Outra preocupação foi constatar nos CEOs a falta de clareza em torno do que, de fato, precisa ser feito para levar a empresa a uma realidade de inovação radical digital. Por onde começar? Como alavancar exponencialmente a performance, a produtividade e, em especial, a geração de valor percebida pelos clientes? A revolução exigirá deles conhecimentos de novas tecnologias, design centrado na experiência do cliente, identificação rápida de tendências e técnicas ágeis de gestão, entre outras competências. Acreditamos na construção de três pilares para alcançar a inovação radical digital:

1) Deslocar o foco do produto e dos serviços para a experiência que o cliente vivenciará ao longo de toda a jornada, de modo a criar real valor para ele.

2) Identificar parceiros estratégicos e estar realmente disposto a construir sólidas conexões com quem tiver as competências necessárias para permitir à sua empresa conjugar o verbo transcender.

3) Trabalhar para valer a cultura organizacional. Nada acontecerá se a revolução não se estender aos valores organizacionais e às atitudes a eles alinhadas.

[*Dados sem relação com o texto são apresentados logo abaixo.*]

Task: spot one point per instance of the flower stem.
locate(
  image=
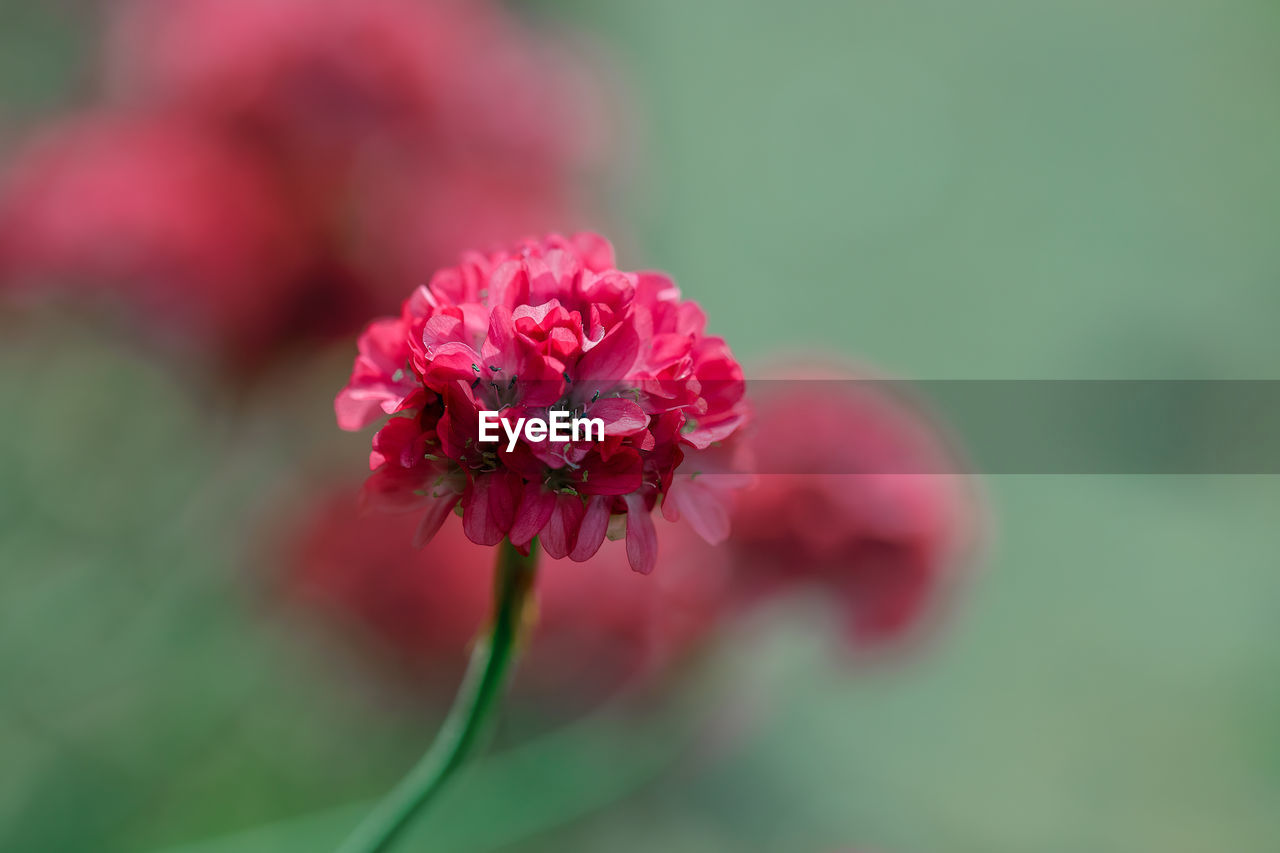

Como disse o CEO da Microsoft, Satya Nadella: “Mudança de cultura não é uma abstração. É realmente avançar no caminho”.

Será preciso, portanto, ter coragem para romper com o status quo. Um de nossos clientes criou o termo “vacatons”, uma paródia do conceito de hackatons para designar ciclos em determinado período do mês em que se dedicarão a selecionar e matar “vacas sagradas” (nome que deram às crenças anti-inovadoras) e, assim, trabalhar as atitudes que devem ser substituídas ou incentivadas. A boa notícia é que temos tido sucesso com nossos programas MCAV, sigla para Mudança Cultural em Alta Velocidade. Cultura muda, sim! Basta querer e trabalhar com esse foco. Bom trabalho!